Le commerce illégal vers les pays non membres de l'Union européenne se répand et beaucoup de produits électriques et électroniques non conformes aux restrictions de substance ont été trouvés dans l'UE  
Commission européenne
 
Par conséquent, la commission a décidé d'entamer la révision des deux directives afin de simplifier leur mise en œuvre et réduire les coûts résultant. La Commission prévoit donc de clarifier la portée des deux textes et de les rendre cohérents avec la nouvelle directive déchets et le règlement REACH.
Concernant la directive DEEE, la Commission envisage de modifier l'objectif de collecte fixé actuellement à 4 kg de matériel par habitant et par an. Les réflexions s'engagent vers des objectifs différents d'un Etat membre à un autre en fonction de leur marché d'équipements électriques et électroniques. La Commission propose de fixer un objectif obligatoire de collecte de 65% du poids moyen de matériels mis sur le marché au cours des deux années précédentes dans chaque Etat membre. Les objectifs de valorisation pourraient également être revus à la hausse de 5%. L'objectif de valorisation fixé par exemple à 80 % en poids moyen par appareil pour le gros électroménagers passerait donc à 85%.

La directive ROHS sera quant à elle étendue aux appareils médicaux et aux instruments de mesures. En parallèle, une liste des substances à limiter en priorité sera élaborée en accord avec le règlement REACH. Les produits répondant aux exigences de la directive pourraient se voir attribuer un label par la Commission.


Outre un renforcement des exigences, la révision doit également permettre d'alléger les obligations administratives qui incombent aux fabricants équipements électroniques. La directive oblige en effet les producteurs et les importateurs d'EEE à s'enregistrer auprès de leur administration nationale. Convaincue que cet enregistrement est un instrument primordial pour garantir une situation de concurrence équitable aux entreprises, l'Union européenne n'en est pas mois consciente que cette opération occasionne un important travail supplémentaire. Actuellement, les entreprises respectant leurs obligations légales sur le marché européen sont inscrites dans plus de 27 registres différents et confrontées à des conditions spécifiques d'enregistrement respectives. La Commission prévoit donc d'harmoniser les procédures entre Etats membres et de rendre interopérables les registres de mises sur le marché. Avec ces modifications, la Commission estime pouvoir faire 66 millions d'euros d'économie.
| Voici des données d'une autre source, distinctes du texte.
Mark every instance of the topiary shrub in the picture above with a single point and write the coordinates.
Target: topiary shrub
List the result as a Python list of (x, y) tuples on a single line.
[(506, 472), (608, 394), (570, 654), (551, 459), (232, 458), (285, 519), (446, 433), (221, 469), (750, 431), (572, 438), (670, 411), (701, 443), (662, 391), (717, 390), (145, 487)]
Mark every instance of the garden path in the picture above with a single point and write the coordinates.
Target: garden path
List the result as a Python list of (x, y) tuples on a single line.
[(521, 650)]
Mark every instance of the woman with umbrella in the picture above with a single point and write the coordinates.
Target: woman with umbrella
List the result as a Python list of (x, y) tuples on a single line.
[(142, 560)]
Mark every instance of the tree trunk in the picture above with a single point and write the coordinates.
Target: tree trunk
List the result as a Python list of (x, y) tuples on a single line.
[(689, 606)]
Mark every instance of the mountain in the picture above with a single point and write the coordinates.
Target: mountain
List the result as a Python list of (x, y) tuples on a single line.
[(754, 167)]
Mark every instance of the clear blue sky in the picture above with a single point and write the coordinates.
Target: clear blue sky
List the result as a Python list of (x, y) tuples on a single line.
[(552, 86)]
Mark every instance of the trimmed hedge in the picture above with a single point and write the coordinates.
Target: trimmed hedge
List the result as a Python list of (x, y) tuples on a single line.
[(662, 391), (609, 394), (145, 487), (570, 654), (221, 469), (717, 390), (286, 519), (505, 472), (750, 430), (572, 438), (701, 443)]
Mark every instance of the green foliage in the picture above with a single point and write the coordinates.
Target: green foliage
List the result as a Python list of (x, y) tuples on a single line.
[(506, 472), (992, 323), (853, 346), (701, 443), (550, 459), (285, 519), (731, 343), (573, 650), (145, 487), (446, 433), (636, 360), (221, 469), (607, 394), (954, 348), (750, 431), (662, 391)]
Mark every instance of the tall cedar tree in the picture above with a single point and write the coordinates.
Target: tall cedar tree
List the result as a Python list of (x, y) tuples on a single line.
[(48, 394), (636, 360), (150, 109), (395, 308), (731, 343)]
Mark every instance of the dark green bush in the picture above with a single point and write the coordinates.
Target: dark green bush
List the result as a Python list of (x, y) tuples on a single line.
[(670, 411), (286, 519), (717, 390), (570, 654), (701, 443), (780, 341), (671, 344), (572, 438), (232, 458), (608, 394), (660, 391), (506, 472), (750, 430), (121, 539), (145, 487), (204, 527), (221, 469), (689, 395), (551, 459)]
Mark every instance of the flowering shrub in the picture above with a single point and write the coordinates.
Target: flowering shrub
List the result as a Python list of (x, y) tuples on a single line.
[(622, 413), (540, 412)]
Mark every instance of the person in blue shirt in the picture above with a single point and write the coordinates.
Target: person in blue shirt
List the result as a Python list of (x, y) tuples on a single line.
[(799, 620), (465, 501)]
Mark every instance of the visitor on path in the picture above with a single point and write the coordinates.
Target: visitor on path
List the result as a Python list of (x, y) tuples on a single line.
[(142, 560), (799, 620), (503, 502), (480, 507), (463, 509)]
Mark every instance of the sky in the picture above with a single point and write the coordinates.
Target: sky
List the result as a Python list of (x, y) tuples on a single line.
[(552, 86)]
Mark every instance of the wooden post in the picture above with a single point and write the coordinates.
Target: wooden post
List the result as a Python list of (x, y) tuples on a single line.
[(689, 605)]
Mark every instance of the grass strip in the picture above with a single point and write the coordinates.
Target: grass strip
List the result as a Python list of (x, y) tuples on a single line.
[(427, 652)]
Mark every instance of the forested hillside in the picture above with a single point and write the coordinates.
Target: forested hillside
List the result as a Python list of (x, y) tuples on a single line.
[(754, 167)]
Réactions opposées de la part des ONG et des industriels

Les arguments de la Commission n'ont, semble-t-il, pas convaincu les fabricants : la proposition de la Commission fixe des objectifs de collecte irréalisables et engendrera un fardeau financier disproportionné sur les producteurs de matériel électrique et électronique, estime l'EICTA, l'association professionnelle regroupant les fabricants européens de matériels électroniques. Selon elle, les producteurs respectent déjà les objectifs de collecte et les chiffres avancés par la Commission seraient incomplets.

Du côté des associations de protection de l'environnement et de la santé on juge les propositions de la Commission insuffisantes notamment concernant la directive ROHS. Il est déjà techniquement et financièrement faisable d'éliminer le PVC, les regardeurs de flamme bromés et d'autres produits chimiques dangereux des chaînes d'approvisionnement, estiment dans un communiqué commun plusieurs associations européennes*. Les ONG estiment également qu'il ne faut pas systématiquement baser la directive ROHS sur le règlement REACH rappelant que le règlement n'est pas encore complètement en vigueur alors que c'est le cas pour la directive ROHS.


*Chemsec, Health & Environment Alliance, Bureau Européen de l'Environnement, Clean Production Action.